Six months after they wed, another letter arrived in Kenya, announcing the birth of Barack Hussein Obama, born Aug. 4, 1961. Despite her husband's continued anger, Sarah Obama said in a recent interview, she "was so happy to have a grandchild in the U.S."

When the same news hit Mercer Island, it dumbfounded Stanley's classmates.

"I just couldn't imagine her life changing so quickly," said Box, thinking about her independent-minded friend who had disdained marriage and motherhood.

Although he didn't say it at the time, Abercrombie privately feared that the relationship would be short-lived. Obama was one of the most ambitious, self-focused men he had ever met. After Obama was accepted to study at Harvard, Stanley Ann disappeared from the University of Hawaii student gatherings, but she did not accompany her husband to Harvard. Abercrombie said he rarely saw her after that.
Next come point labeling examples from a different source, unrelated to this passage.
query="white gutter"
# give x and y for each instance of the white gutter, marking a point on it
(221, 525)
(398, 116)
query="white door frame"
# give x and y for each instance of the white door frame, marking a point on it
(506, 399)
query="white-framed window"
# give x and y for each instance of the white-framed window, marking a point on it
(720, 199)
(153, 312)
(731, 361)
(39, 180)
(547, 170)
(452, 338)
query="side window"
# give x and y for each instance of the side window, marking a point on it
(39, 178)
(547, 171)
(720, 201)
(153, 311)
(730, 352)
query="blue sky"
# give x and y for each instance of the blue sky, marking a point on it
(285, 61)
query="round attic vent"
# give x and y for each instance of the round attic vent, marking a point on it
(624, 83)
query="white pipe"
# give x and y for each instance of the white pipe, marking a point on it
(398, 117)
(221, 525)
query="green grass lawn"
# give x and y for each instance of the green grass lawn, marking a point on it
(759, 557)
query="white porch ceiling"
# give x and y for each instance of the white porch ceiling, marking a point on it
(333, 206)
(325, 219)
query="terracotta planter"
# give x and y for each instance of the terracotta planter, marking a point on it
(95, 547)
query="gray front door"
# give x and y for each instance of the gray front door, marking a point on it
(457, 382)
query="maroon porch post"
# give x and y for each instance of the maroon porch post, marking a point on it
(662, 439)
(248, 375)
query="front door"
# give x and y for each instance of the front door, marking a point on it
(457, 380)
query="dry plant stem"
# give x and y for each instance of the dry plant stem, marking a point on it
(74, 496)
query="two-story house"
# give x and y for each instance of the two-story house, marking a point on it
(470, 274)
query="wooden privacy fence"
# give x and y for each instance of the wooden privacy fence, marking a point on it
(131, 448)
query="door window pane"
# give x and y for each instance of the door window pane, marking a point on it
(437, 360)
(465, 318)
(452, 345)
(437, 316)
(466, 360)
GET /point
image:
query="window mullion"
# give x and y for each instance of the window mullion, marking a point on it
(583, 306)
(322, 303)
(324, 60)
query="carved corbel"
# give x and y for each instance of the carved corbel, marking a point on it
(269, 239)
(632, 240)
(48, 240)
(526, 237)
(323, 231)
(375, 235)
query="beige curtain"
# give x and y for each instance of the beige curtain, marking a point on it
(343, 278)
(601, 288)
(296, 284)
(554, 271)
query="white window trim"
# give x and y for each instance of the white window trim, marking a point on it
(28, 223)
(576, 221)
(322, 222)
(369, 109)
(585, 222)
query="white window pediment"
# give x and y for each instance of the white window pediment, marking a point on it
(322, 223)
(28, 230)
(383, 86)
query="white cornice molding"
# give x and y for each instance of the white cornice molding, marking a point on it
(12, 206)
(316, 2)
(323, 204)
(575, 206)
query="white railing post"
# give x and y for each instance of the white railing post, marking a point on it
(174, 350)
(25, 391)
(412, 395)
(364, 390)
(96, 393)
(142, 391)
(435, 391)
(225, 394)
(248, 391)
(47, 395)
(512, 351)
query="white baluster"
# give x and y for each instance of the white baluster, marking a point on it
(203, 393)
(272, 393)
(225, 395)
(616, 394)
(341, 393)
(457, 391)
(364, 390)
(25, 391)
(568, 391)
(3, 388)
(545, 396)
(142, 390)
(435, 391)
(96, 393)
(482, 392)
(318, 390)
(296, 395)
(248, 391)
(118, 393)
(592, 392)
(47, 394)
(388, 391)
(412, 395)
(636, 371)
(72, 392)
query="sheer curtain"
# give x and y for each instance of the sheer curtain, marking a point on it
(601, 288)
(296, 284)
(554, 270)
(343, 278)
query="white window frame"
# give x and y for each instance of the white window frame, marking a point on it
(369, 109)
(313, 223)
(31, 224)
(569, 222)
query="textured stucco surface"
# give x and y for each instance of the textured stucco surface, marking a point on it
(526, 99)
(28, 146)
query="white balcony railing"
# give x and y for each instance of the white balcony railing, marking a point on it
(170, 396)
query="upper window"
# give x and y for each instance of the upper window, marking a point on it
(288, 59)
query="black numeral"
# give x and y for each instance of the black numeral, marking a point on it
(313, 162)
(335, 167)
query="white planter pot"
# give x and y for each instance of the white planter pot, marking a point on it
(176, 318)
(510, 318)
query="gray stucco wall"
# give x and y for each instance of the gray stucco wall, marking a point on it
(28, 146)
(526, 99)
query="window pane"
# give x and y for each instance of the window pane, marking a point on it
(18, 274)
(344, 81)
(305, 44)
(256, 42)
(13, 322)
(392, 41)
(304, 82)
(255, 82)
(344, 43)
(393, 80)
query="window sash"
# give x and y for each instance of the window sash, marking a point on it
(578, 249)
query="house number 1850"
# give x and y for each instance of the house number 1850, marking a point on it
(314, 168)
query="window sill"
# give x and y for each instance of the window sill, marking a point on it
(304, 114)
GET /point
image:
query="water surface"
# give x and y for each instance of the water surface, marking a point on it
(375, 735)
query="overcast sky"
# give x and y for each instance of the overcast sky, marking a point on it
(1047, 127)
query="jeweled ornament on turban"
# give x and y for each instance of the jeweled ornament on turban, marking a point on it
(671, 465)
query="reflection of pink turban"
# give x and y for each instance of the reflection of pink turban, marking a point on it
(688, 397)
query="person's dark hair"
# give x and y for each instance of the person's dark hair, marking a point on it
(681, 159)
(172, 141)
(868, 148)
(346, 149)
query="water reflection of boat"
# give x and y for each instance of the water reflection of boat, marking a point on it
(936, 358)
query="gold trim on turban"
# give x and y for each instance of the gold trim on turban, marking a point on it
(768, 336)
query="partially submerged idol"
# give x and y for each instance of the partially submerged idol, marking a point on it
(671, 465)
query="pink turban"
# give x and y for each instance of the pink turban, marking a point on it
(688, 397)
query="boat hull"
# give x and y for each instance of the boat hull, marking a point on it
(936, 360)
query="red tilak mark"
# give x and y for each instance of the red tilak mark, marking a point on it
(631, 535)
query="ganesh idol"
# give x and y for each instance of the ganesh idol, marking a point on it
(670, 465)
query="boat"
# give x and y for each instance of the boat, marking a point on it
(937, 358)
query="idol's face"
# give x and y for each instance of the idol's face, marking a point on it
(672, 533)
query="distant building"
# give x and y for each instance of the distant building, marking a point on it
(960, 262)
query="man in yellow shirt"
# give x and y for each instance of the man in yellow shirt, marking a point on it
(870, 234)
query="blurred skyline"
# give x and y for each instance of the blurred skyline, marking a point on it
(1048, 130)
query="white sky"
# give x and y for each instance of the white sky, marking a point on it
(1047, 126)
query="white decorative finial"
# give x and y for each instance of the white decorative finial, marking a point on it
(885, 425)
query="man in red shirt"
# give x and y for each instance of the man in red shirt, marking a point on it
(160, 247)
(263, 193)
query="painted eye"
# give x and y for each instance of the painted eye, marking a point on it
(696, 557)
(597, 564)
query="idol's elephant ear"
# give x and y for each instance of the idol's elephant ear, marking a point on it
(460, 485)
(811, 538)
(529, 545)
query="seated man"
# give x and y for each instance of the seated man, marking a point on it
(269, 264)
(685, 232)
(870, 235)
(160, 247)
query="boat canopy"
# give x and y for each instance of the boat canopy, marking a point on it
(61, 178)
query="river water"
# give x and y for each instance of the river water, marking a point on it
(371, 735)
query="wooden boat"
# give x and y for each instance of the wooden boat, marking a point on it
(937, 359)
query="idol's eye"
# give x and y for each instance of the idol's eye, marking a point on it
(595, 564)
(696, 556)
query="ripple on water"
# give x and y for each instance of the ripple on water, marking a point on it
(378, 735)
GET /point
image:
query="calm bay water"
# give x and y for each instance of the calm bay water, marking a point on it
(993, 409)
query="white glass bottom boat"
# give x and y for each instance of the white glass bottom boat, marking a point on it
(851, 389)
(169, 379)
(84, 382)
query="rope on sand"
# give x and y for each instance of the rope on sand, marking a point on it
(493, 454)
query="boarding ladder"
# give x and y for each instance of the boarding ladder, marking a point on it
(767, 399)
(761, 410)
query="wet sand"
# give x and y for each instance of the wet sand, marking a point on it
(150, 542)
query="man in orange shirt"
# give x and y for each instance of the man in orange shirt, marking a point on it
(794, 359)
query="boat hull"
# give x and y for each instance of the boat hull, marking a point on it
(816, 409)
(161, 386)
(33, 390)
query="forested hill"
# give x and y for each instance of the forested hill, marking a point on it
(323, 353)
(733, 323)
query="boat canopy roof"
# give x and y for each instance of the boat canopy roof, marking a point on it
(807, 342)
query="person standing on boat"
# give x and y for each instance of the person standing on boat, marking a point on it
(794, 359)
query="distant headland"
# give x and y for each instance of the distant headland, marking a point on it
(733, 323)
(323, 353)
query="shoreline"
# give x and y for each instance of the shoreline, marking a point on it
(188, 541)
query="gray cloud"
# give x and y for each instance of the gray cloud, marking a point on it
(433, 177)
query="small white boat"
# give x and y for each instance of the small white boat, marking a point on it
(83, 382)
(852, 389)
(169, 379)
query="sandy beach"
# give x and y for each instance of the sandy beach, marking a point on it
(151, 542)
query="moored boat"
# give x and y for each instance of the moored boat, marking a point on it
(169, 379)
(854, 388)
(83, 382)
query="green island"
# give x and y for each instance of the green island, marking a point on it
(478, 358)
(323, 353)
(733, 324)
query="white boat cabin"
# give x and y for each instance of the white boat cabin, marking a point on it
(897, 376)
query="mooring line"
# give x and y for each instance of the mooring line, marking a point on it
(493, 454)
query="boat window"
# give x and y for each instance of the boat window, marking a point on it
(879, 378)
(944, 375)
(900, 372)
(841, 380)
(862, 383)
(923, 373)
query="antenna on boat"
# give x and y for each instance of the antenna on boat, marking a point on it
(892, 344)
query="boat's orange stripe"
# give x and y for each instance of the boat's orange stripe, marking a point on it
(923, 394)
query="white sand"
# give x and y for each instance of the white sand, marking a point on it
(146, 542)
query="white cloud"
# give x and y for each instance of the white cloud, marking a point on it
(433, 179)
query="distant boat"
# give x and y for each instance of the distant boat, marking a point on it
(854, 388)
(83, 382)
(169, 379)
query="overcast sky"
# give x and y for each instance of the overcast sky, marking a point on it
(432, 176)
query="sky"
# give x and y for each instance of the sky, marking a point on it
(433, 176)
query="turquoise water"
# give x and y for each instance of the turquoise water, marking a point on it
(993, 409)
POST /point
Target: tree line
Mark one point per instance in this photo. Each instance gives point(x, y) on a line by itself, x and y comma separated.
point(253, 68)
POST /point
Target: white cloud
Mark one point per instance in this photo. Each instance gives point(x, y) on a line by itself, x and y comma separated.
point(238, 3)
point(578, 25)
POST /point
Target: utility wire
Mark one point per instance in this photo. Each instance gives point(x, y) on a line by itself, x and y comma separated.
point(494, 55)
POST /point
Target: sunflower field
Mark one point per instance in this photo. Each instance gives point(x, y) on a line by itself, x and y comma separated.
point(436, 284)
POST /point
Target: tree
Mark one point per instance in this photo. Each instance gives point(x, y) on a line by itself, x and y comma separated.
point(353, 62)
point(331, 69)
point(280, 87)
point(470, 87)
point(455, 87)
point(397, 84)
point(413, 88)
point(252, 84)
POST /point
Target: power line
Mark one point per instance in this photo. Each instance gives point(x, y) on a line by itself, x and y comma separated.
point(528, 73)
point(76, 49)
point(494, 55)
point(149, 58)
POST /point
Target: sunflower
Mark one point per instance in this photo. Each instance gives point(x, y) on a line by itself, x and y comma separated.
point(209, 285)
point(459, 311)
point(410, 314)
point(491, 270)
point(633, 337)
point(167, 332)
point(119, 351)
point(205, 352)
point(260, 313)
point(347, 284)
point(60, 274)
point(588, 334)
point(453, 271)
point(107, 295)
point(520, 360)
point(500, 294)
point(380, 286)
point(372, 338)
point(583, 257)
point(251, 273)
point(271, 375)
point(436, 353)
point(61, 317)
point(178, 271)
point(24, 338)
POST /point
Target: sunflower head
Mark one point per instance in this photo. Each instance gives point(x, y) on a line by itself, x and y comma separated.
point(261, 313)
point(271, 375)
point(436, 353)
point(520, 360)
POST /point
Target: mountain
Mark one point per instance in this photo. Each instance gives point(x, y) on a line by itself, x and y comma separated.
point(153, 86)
"I know he loved Ann," Abercrombie said, but "I think he didn't want the impediment of being responsible for a family. He expected great things of himself and he was going off to achieve them."

The marriage failed. Stanley Ann filed for divorce in 1964 and remarried two years later, when her son was 5. The senior Obama finished his work at Harvard and returned to Kenya, where he hoped to realize his big dreams of taking a place in the Kenyan government.

Years later, Abercrombie and another grad school friend looked up their old pal during a trip through Africa.

At that point, the senior Obama was a bitter man, according to the congressman, feeling that he had been denied due opportunities to influence the running of his country. "He was drinking too much; his frustration was apparent," Abercrombie said.

To Abercrombie's surprise, Obama never asked about his ex-wife or his son.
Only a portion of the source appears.